¿Filosofar o jugar? El juego de la vida o la filosofía del juego

“Este libro es en realidad sólo un álbum”, decía Wittgenstein en el prólogo de las Investigaciones Filosóficas. Y ¿Es que los filósofos podemos hacer algo más que inmortalizar pensamientos y ponerlos por escrito? Una amiga siempre dice que si algún día escribe sus memorias lo hará en forma de postales. Pequeñas reflexiones sobre los sitios que ha visitado y, sobre todo, de las personas que ha conocido. Siempre me remarca este punto: porque lo más importante de unas memorias es hablar de cómo hemos llegado a conocer a ciertas personas importantes o cómo hemos llegado a influir en la vida de otras. Por personas importantes yo entiendo cualquier persona, porque cada una entreteje nuestra vida.

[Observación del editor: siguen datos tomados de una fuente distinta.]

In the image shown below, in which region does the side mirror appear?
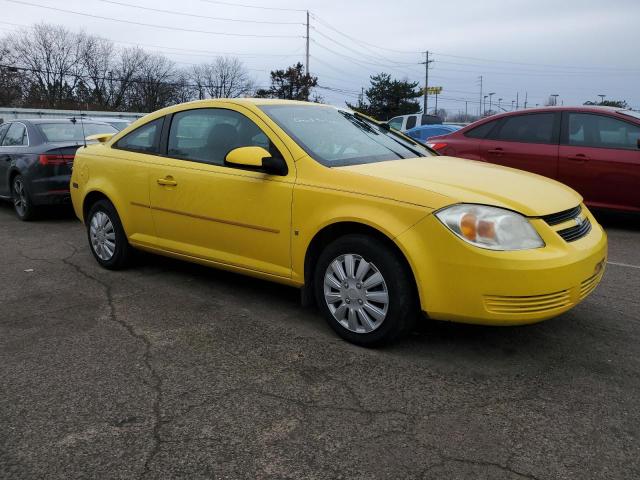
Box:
[225,147,288,175]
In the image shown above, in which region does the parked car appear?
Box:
[84,117,133,131]
[429,106,640,212]
[387,113,442,132]
[404,124,462,143]
[71,99,607,345]
[0,119,117,220]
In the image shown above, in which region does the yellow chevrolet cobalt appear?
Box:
[71,99,607,345]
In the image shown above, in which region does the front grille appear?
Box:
[540,205,582,226]
[558,218,591,246]
[484,290,571,314]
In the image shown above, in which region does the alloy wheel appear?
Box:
[324,253,389,333]
[13,178,28,217]
[89,210,116,261]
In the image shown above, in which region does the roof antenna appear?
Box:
[78,110,87,148]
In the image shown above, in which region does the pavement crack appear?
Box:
[439,452,542,480]
[62,243,162,478]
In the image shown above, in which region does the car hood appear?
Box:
[338,156,582,216]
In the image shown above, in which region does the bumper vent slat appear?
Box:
[484,290,571,314]
[540,205,582,226]
[558,218,591,242]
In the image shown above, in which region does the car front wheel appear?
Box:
[314,234,417,346]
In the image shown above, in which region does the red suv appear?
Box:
[428,106,640,212]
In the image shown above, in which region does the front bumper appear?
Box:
[397,204,607,325]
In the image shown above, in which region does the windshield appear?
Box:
[260,105,432,167]
[38,121,118,142]
[107,122,129,131]
[618,110,640,119]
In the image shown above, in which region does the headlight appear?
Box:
[436,204,544,250]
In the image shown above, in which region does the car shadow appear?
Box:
[591,209,640,231]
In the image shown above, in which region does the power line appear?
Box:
[311,27,418,66]
[311,39,422,75]
[0,64,268,88]
[5,0,301,38]
[200,0,306,12]
[308,13,420,55]
[92,0,303,25]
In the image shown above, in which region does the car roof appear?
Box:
[7,118,112,125]
[482,105,626,120]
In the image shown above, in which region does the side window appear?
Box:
[0,123,9,145]
[566,113,640,150]
[464,120,498,138]
[167,108,281,165]
[389,117,402,130]
[2,122,28,147]
[115,117,164,153]
[497,113,555,143]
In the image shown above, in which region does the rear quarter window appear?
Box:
[464,120,498,138]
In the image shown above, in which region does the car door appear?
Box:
[149,104,295,277]
[0,123,11,197]
[0,122,29,197]
[559,111,640,210]
[107,117,164,246]
[478,112,560,178]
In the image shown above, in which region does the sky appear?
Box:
[0,0,640,113]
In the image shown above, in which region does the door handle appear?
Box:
[156,175,178,187]
[567,153,589,163]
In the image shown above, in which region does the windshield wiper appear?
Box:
[353,112,425,158]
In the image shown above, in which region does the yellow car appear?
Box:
[71,99,607,345]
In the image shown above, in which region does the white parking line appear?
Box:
[607,262,640,269]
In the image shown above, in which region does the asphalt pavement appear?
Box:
[0,204,640,480]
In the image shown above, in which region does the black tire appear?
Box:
[85,199,133,270]
[314,234,418,347]
[11,175,37,222]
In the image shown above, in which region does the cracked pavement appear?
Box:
[0,204,640,479]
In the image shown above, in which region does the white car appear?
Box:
[387,113,442,132]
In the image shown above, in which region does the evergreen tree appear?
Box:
[347,73,422,120]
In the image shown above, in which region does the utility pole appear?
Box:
[422,50,433,114]
[305,10,309,75]
[478,75,482,118]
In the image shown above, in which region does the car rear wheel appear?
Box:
[87,200,132,270]
[11,175,36,221]
[314,235,417,346]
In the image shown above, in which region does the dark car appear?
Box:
[429,106,640,212]
[0,119,117,220]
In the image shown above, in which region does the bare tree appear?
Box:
[82,36,117,110]
[0,37,26,107]
[109,47,148,110]
[131,53,180,112]
[9,24,87,107]
[190,57,255,99]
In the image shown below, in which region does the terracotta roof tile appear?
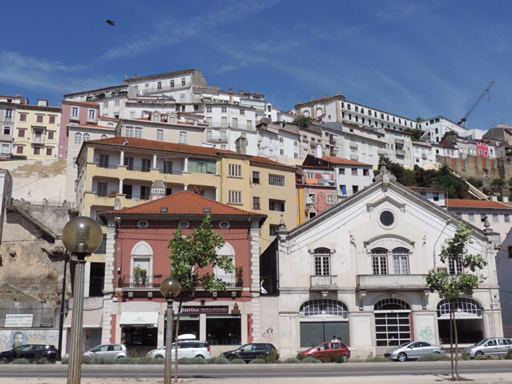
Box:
[446,199,512,209]
[101,191,267,218]
[321,156,371,167]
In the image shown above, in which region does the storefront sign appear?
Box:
[5,314,34,328]
[181,306,229,315]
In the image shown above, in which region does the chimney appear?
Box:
[316,144,323,159]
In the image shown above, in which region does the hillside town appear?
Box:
[0,69,512,359]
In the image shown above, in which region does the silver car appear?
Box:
[147,340,211,360]
[462,337,512,359]
[82,344,128,359]
[384,341,446,363]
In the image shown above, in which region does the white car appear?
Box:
[147,335,211,360]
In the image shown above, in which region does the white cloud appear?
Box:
[102,0,279,60]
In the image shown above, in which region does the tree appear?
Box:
[293,116,313,128]
[427,223,487,381]
[167,215,235,382]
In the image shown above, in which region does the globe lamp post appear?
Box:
[62,216,103,384]
[160,277,181,384]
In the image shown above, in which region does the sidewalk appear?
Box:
[0,372,512,384]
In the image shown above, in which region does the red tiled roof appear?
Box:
[446,199,512,209]
[86,136,234,156]
[62,100,100,108]
[321,156,371,167]
[102,191,267,218]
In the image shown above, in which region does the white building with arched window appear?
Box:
[261,168,503,359]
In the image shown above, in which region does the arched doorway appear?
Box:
[437,298,484,344]
[374,298,411,347]
[300,299,350,348]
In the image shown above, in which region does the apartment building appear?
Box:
[13,100,62,160]
[73,137,296,248]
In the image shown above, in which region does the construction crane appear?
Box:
[457,80,494,127]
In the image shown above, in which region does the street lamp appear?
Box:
[62,216,103,384]
[160,277,181,384]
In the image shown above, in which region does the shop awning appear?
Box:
[119,312,158,327]
[64,308,103,328]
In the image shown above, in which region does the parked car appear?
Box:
[301,342,350,363]
[462,337,512,359]
[0,344,57,363]
[82,344,128,359]
[221,343,279,363]
[147,340,211,360]
[384,341,446,363]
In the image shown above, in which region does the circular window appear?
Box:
[380,211,395,227]
[219,221,229,229]
[137,220,149,228]
[178,221,190,229]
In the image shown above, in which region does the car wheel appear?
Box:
[398,352,407,363]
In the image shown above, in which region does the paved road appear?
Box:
[0,360,512,382]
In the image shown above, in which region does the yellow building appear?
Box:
[13,100,62,160]
[76,137,297,250]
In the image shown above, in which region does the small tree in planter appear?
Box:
[133,265,148,285]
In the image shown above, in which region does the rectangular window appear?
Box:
[228,164,242,177]
[268,174,284,187]
[164,161,172,174]
[373,256,388,275]
[268,200,285,212]
[188,159,217,175]
[98,155,110,168]
[141,159,151,172]
[315,256,331,276]
[228,191,242,204]
[96,182,108,197]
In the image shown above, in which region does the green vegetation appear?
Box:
[376,157,470,199]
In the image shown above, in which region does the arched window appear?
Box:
[374,298,411,347]
[214,243,236,287]
[130,241,153,286]
[300,299,348,319]
[437,298,482,318]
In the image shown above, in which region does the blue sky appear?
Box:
[0,0,512,129]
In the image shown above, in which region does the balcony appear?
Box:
[309,275,338,291]
[357,275,427,291]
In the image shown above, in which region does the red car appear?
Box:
[301,342,350,363]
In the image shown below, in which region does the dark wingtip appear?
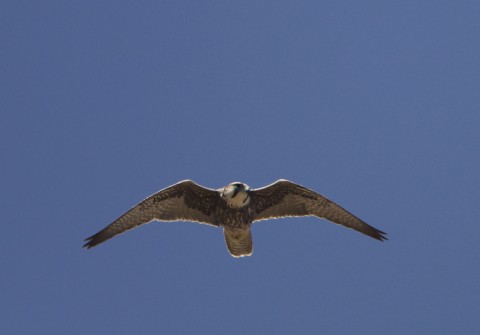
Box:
[82,232,105,250]
[370,229,388,242]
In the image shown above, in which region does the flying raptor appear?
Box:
[84,179,387,257]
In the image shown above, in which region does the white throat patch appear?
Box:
[223,185,250,208]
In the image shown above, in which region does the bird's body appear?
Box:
[84,179,386,257]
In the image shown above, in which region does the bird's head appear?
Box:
[222,182,250,208]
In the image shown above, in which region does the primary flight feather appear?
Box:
[84,179,387,257]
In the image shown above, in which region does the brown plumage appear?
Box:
[84,179,387,257]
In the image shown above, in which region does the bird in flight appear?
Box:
[83,179,387,257]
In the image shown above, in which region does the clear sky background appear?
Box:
[0,0,480,335]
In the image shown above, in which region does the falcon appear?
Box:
[83,179,387,257]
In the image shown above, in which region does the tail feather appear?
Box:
[223,228,253,257]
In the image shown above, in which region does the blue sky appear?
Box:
[0,1,480,334]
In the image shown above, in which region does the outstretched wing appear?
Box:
[83,180,220,249]
[250,179,387,241]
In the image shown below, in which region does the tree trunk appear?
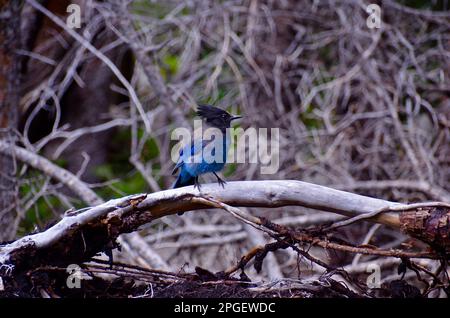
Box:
[0,1,21,242]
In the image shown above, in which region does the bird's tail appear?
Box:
[172,173,195,189]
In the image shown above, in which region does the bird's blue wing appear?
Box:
[172,140,209,175]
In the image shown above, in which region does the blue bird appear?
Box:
[172,105,241,189]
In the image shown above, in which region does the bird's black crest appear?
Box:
[197,105,231,119]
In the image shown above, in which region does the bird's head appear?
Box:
[197,105,241,128]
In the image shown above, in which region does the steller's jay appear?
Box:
[172,105,241,189]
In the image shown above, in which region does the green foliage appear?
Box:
[223,163,237,177]
[299,105,323,129]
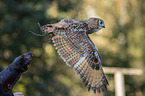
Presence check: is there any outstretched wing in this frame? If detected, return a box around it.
[52,23,108,93]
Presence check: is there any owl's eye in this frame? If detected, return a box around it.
[100,21,103,24]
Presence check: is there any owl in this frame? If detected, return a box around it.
[40,18,109,93]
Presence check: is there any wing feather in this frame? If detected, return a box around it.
[52,35,80,66]
[42,20,108,93]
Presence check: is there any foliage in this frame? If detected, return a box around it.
[0,0,145,96]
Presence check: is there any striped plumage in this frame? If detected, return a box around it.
[41,18,108,93]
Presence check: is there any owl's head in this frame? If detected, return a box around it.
[87,18,105,33]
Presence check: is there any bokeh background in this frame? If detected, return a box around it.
[0,0,145,96]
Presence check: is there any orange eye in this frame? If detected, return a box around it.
[100,21,103,24]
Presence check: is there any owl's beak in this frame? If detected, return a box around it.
[102,24,105,28]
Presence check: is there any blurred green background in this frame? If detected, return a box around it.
[0,0,145,96]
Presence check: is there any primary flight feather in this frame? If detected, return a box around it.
[41,18,108,93]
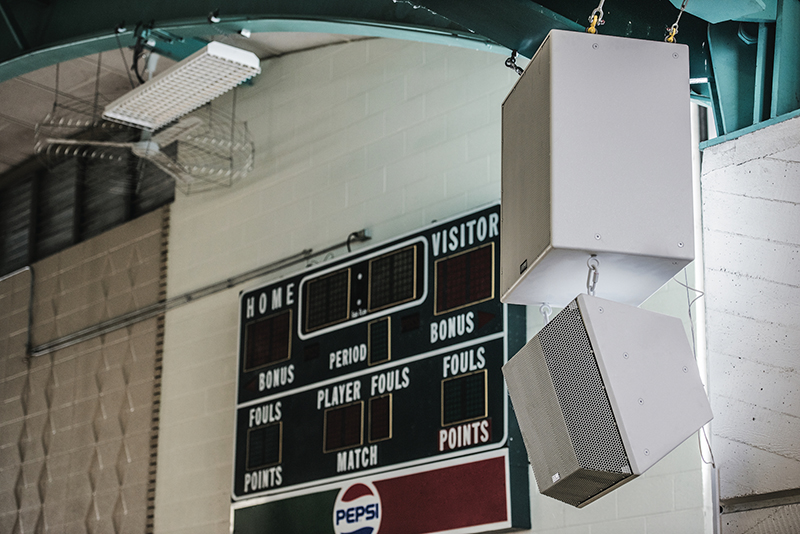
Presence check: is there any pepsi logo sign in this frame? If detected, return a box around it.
[333,482,381,534]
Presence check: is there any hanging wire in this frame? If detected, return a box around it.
[92,52,103,126]
[586,254,600,297]
[664,0,689,43]
[673,268,705,360]
[53,63,61,116]
[672,270,717,469]
[697,426,717,469]
[539,302,553,324]
[586,0,606,33]
[114,31,136,89]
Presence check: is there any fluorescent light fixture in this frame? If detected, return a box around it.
[103,41,261,130]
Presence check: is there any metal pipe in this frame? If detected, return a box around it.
[28,230,370,356]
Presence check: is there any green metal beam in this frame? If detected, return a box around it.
[770,0,800,117]
[708,22,758,135]
[0,0,708,81]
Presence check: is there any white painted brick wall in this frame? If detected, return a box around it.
[156,40,704,534]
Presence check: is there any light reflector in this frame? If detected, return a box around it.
[103,41,261,130]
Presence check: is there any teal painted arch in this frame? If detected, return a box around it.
[0,0,580,82]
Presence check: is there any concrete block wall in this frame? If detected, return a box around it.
[702,118,800,534]
[0,210,164,534]
[155,39,708,534]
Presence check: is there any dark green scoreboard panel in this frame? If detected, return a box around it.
[233,206,527,528]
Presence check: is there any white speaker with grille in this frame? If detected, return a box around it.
[503,295,712,508]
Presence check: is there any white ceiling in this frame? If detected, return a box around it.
[0,32,362,174]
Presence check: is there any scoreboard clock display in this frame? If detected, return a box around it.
[233,206,529,534]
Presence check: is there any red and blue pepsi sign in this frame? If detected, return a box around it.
[232,205,530,534]
[333,482,381,534]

Hasta qué punto un pensamiento que considero tan propio y original no es sino el fruto de aquella frase de aquel libro que encontré por casualidad, o aquella discusión en aquella cena que no quisimos que acabara. Esto último me lo recordó hace poco otra gran amiga. Hablábamos por teléfono y yo le contaba emocionada unos cuantos proyectos que tenía entre manos y de los que estaba muy orgullosa, cuando me dijo algo que me sorprendió: “Bien, ya le estás dando forma a nuestras comidas de los viernes”. ¿Ya le estoy dando forma?, ¿cuándo hemos hablado de todo esto? Parece ser, aunque yo no me acordara, que todas mis ideas originales se habían forjado al calor de esas conversaciones.
¿Qué hubiese sido de la filosofía si se hubiese empeñado en continuar en su pensamiento erróneo? Muchas veces nos afanamos en buscar una escuela o un autor con el que más o menos estamos de acuerdo y adherirnos a ello. Ahora bien, ¿eso significa que no podamos estar de acuerdo con otros filósofos? ¿Por qué ese empeño de regirnos exclusivamente por lo que dice un filósofo si seguramente no le dio tiempo a hablar de todo? Quizá el buen filósofo no es el que se dedica a pensar sin más, sino a mirar la realidad, a reflexionar y, hacer reflexionar, en cómo mejorarla.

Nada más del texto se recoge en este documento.